Come tutte le mattine sveglia quando gli occhi decidono di aprirsi. Obiettivo della mattina è trascorrere la giornata al primo giorno di università. E' strano come tu non possa sapere cosa potrebbe accaderti dei minuti dopo... Beh io non avrei mai immaginato chi potevo incontrare un'ora dopo. Ingenua come sempre vestivo la mia tristezza con dei vestiti colorati, truccavo i miei occhi spenti con la matita nera e convincevo le mie labbra a sorridere. Cuffiette e i-pod non possono mancare. La velocità del pullman mi porta in quel luogo in cui mi fa dimenticare di pensare. Abbracci, sorrisi, parole volate nell'aria di Torino. Senza voglia si entra al bar per fare il proprio dovere: salutare alcune persone con cui però non ci si scambia più nessuna parola. Ma chi lo sapeva che il male porta il bene? io l'ho scoperto in quel momento, con quel sorriso, quell'essere scoraggiato e in quella timidezza. In quel metro e ottanta circa volevo far parte almeno di un centimetro. Non mi interessava più di essere seduta con delle persone che mi parlavano, io ascoltavo altre parole: calde, tenere, poche convinte di un inglese sicuro, ma silenzioso. Non ci sono state parole dette con la voce, ma ci sono state parole dette con gli occhi... tante... me le ricordo tutte! Il tempo stringe e il male ritorna portandomi via da lì. Una sola bella: Ciao! E' proprio vero che una semplice e piccola cosa bella ti può cambiare tutta la tua vita o semplicemente la giornata. Non mi interessava del passato, c'era il presente da vivere e mi piaceva anche tanto. La notte i sogni mi portano lui vicino. Le ore passano e non si sa nulla sull'accaduto. Ritorno lì. Dicono che gli angeli arrivano, sorridono e se ne vanno per lasciarti il ricordo che forse dura una vita. Entro. Scontro. Lui era lì a chiedermi scusa. Mi ha dedicato un sorriso, la sua gentilezza, la sua delicatezza. Più semplicemente mi ha dedicato un pò di lui. E' la cosa più bella che una persona possa fare per te. Si ritorna alla realtà. Io esco, lui esce. Si vive, ma ora con qualcosa in più... lui.

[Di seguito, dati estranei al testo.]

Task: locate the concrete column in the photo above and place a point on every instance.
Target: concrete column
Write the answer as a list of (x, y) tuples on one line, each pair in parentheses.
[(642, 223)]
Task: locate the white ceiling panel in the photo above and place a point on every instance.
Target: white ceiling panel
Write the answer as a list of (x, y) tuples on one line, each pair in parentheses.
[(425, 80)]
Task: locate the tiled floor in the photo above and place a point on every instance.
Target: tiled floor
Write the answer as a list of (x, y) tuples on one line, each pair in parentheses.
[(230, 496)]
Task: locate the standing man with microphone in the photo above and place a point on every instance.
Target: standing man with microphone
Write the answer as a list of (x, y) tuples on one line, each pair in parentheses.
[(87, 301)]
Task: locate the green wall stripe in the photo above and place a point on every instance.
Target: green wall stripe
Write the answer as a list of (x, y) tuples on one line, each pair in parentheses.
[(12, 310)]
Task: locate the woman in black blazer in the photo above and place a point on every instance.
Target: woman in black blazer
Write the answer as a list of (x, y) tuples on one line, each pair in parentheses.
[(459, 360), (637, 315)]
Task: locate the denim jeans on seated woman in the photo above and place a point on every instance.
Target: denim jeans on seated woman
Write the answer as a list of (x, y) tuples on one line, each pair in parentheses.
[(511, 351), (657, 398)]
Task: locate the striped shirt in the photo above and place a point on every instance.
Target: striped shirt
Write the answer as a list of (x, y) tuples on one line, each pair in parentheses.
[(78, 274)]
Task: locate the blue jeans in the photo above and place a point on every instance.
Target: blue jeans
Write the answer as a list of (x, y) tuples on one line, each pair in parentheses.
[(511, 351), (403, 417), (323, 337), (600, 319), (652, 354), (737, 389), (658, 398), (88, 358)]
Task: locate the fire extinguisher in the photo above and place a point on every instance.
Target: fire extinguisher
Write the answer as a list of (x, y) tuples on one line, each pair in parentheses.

Giovedì, Venerdì, Sabato, Domenica. Lunedì un solo sguardo. Gli impegni che si hanno fanno perdere alle persone tante occasioni, ma ci si rende conto dopo di ciò che si è perso. Mercoledì: non lo vedrai più, lui è partito. Giappone, goodbye.
Forse quello scontro ha scatenato un colpo... di fulmine.
Come tutte le mattina sveglia quando gli occhi decidono di aprirsi. Obiettivo della giornata cercare di vivere comunque. E' strano come in un giorno quel bene si sia trasformato in male. Più debole del giorno prima vestivo la mia tristezza con abiti colorati, truccavo i miei occhi con la matita nera e convincevo la mie labbra a sorridere. Cuffiette e i-pod non possono mancare. Lui non può mancare. La velocità del pullman mi porta in quel luogo che ora mi fa pensare a lui. Giovedì, lui non torna. Venerdì, devo avere un suo contatto. Ce la farò e ti sentirò. Oggi, basta lacrime. Giappone, goodbye.